Domestically, the paper industry’s long-term problems continue, with a number of mills closing throughout the United States. Fusion Paperboard, a recycled paperboard mill in Versailles, Connecticut, recently closed, removing roughly 150,000 tons of 100-percent-recycled-content boxboard per year from the market. In closing the mill, which has been in operation since the 1960s, Fusion said it was unable to withstand many of the recent changes in the industry and could no longer operate in the increasingly difficult market conditions. “Despite recent efforts, the operation can no longer be sustained,” the company said.
Additionally, Kruger Inc., a paper company headquartered in Montreal, has announced plans to indefinitely shut down one of its newsprint machines and its deinked pulp plant operations at its Brompton mill in Sherbrooke, Quebec. The shutdown, slated for Nov. 14, 2014, will reduce the company’s annual newsprint production by 100,000 metric tons.
This decision adds to the steady woes newsprint producers have seen as they continue to experience lower demand for their finished product. A recent report from Boston-based RISI notes that August newsprint shipments to U.S. sources dropped by 12.2 percent, while the figure has declined by 7.2 percent over the first eight months of the year.

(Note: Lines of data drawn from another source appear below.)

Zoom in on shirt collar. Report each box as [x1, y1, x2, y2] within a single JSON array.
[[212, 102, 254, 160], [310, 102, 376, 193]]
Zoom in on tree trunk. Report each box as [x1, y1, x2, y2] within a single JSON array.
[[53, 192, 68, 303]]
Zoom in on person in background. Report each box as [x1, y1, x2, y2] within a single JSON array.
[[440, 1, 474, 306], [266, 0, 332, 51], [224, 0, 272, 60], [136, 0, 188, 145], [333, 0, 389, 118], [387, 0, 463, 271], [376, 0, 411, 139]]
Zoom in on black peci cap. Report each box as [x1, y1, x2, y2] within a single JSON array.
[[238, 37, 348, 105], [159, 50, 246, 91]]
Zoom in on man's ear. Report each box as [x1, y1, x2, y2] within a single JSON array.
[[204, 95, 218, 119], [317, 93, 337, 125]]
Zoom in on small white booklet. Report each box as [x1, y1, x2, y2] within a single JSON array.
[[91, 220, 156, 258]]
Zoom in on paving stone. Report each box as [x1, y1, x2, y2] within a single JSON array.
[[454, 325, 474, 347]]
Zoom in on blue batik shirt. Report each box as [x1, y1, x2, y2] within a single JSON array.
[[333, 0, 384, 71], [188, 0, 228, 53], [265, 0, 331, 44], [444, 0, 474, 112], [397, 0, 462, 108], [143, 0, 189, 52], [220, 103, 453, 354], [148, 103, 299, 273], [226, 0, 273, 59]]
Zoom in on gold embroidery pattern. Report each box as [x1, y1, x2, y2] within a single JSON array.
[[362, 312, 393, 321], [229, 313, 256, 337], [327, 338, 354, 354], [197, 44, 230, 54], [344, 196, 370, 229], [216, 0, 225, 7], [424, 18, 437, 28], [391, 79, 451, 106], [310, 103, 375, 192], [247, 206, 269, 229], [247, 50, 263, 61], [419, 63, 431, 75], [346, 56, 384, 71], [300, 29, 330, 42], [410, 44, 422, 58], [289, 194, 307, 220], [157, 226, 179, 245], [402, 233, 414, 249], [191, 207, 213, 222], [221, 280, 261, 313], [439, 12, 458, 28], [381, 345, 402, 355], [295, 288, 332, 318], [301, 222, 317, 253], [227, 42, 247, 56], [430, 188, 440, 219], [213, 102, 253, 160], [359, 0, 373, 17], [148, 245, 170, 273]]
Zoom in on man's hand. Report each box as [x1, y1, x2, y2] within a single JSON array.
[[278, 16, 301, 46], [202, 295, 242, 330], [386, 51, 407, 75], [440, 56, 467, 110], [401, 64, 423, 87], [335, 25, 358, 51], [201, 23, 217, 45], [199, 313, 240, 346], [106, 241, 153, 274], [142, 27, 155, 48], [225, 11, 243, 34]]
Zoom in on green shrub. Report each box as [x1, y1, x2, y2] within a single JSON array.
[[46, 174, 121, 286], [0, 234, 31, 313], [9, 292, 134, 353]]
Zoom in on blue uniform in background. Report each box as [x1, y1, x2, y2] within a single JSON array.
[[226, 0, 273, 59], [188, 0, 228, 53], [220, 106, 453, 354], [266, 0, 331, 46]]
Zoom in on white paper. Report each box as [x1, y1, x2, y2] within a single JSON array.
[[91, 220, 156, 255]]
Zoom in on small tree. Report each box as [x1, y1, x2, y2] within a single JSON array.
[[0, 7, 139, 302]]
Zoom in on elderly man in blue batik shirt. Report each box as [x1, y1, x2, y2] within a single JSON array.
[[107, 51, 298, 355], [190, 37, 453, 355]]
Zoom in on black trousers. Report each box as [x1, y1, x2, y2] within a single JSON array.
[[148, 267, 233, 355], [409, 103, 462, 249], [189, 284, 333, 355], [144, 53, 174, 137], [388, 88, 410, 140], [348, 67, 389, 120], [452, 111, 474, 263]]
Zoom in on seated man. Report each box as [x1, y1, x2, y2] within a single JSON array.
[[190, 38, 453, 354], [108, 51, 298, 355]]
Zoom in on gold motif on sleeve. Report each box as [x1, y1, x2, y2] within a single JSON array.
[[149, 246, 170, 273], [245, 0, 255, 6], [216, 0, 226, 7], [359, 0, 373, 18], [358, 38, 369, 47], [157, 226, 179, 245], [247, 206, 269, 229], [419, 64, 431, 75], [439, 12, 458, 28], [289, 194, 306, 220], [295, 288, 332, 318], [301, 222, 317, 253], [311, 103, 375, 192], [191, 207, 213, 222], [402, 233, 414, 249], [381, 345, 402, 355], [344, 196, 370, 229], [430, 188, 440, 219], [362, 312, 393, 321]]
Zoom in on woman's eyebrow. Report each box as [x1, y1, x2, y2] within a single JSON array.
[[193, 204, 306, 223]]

Mill closures were not limited to newsprint and board producers, however. The printing and writing (P&W) sector is viewed as even more challenging. Verso Paper, based in Memphis, Tennessee, has announced plans to shutter its coated groundwood paper mill in Bucksport, Maine, by the end of 2014. The closure is expected to reduce the company’s coated groundwood paper production capacity by approximately 350,000 tons per year and its specialty paper production capacity by roughly 55,000 tons. Verso Paper, however, is not a considerable consumer of recycled fiber.
Verso says it hopes to stem the steady erosion being seen in this sector through its acquisition of NewPage Paper, which also has a significant presence in P&W paper. That deal is expected to be completed by the end of 2014.